Hardrock bucks that trend.

“At this point, there really isn’t much concern or interest on behalf of the Board of Directors or myself to make Hardrock the Super Bowl of 100-milers,” says Garland.

In addition to logistical reasons—and permit limitations—he points to the race’s identity. The “family” of long-time Hardrockers, who comprise much of the field and drive the race’s grassroots culture, is at least as important to the race as elite competition, Garland says.

“If we deepened the field of competitive runners, it would come at the expense of someone who may have been waiting years for their chance to run Hardrock,” he adds. “I don’t think that’s fair.”

Marmsater, by contrast, suggests that longtime veterans, rather than elite runners, are the ones crowding out first-timers.

“If you’ve [finished the race] ten times, maybe it’s time to let someone else have a go,” he says.

A Woman Problem?

The men’s field was comparatively deep this year, given the small overall number of participants. Two-time defending champion Kilian Jornet of Spain dueled for nearly 23 hours with Jason Schlarb of Durango, Colorado; they wound up tying in the second-fastest time ever on the clockwise course.

On their tails in third was two-time Ultra-Trail du Mont-Blanc winner Xavier Thevenard of France, who shared the lead for much of the race. Fourth was Jeff Browning of Bend, Oregon, who had finished third at Western States in June.

Accordingly, Piceu’s single critique of the Hardrock lottery system was that it doesn’t do much to get more women on the starting line.

“I think the real desire, for me, is just wanting a bigger field of competition for women,” she says.

At this year’s race, only 16 of the 152 entrants were female—10.5 percent. “That’s pretty common [at Hardrock], and I wish there were a larger women’s field,” Piceu says.

In part, this is due to few women applicants—Garland says roughly 16 percent were female.

And, generally, more men than women participate in ultramarathons. A 2011 year-end review in Ultrarunning magazine put female participation in the sport at 27 percent. Similarly, found that, of those who used the site to sign up for ultras in 2013 and 2014, women accounted for 27 and 29 percent, respectively. Women comprised 22.5 percent of 2016 Western States 100 finishers and 18.8 percent of 2015 Leadville Trail 100 finishers.

That could mean fewer women have qualifiers that would allow them entry in the Hardrock lottery, or have the interest in running Hardrock in the first place.

“Of course, there are less women applying, but it has to be intimidating to even apply when you look at the start lists to see who’s running and see that there are only 16 women,” Piceu says.

She adds that she doesn’t have an exact solution in mind, but that keeping a pre-determined percentage of the field open for women’s entries could be a starting point.

“Based on the number of applicants, they could give 15 or 20 percent to women,” Piceu says.

“I think our number of women applications will continue to rise as women continue to experience success here,” Garland says, adding that holding a certain number of spots for women is contrary to the idea of an objective lottery – even if that lottery already favors certain non-gender factors, such as previous finishes or past volunteer work.

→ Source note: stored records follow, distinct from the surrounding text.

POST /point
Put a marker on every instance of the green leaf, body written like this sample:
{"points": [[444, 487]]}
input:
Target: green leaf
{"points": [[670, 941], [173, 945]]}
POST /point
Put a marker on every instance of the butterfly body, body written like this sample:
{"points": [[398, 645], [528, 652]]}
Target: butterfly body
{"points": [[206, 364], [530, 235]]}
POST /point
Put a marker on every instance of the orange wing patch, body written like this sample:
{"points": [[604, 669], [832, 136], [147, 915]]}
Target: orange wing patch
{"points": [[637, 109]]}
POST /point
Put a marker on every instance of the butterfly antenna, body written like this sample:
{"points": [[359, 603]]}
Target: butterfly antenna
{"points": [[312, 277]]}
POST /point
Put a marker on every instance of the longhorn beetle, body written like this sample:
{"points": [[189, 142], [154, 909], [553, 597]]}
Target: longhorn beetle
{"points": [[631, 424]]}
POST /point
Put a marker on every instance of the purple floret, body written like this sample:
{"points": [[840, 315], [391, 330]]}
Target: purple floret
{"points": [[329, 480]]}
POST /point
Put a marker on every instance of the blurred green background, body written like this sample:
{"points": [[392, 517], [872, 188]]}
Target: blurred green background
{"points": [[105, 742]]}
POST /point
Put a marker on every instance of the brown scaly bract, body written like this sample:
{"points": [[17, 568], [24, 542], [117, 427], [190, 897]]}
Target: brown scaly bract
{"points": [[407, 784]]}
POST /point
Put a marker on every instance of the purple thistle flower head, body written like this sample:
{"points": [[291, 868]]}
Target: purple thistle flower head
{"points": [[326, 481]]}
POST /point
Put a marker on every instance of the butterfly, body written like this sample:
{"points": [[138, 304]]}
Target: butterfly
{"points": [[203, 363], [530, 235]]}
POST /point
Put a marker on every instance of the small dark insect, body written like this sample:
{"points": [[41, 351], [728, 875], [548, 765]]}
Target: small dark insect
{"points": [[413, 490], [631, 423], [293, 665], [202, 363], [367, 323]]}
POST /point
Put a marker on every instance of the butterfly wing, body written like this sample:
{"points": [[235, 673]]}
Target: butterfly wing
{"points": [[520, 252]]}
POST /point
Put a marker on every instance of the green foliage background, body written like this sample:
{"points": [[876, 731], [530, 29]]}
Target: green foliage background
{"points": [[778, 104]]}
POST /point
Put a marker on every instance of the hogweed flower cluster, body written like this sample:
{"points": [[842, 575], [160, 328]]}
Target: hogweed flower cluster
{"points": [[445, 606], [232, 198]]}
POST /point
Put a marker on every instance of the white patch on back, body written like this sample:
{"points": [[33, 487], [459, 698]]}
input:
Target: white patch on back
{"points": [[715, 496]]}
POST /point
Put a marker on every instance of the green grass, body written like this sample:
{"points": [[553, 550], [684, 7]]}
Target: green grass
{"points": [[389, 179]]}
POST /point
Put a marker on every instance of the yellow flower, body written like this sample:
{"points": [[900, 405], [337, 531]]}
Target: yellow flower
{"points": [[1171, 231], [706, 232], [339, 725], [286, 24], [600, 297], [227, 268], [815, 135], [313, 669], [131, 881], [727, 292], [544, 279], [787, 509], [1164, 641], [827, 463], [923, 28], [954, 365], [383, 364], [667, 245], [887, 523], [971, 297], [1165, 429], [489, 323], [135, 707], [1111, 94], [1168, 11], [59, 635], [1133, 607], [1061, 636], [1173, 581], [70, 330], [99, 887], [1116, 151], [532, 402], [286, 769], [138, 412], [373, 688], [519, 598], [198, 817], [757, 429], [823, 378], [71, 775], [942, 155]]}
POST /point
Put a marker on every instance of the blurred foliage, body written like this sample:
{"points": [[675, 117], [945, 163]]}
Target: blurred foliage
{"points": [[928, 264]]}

“I did do some anecdotal surveying, primarily with women, about this very question during this year’s run, and the general consensus among them was that they were not in favor of allocating or reserving spots for women,” Garland adds. “The women I asked thought that allocating or reserving a certain number of spots would be unfair to the whole idea of a true lottery, and if we were going to spend time ensuring that women were equally represented, our time was better spent to working toward getting more women to apply.”

“Some women I talk to are adamant about allocating a certain percentage of the field,” Piceu says, “but others say you have to let the lottery be what it is. It’s a slippery slope, and hard to argue with what the race stands for, that it’s authentic and everyone, no matter how fast or slow, is acknowledged.”

However the lottery evolves, one thing is certain—the allure of Hardrock will endure.

“I hardly ever keep coming back to the same race year after year, but this one keeps me coming back,” Piceu says. “The San Juans are a special place, and it feels like coming home to me.”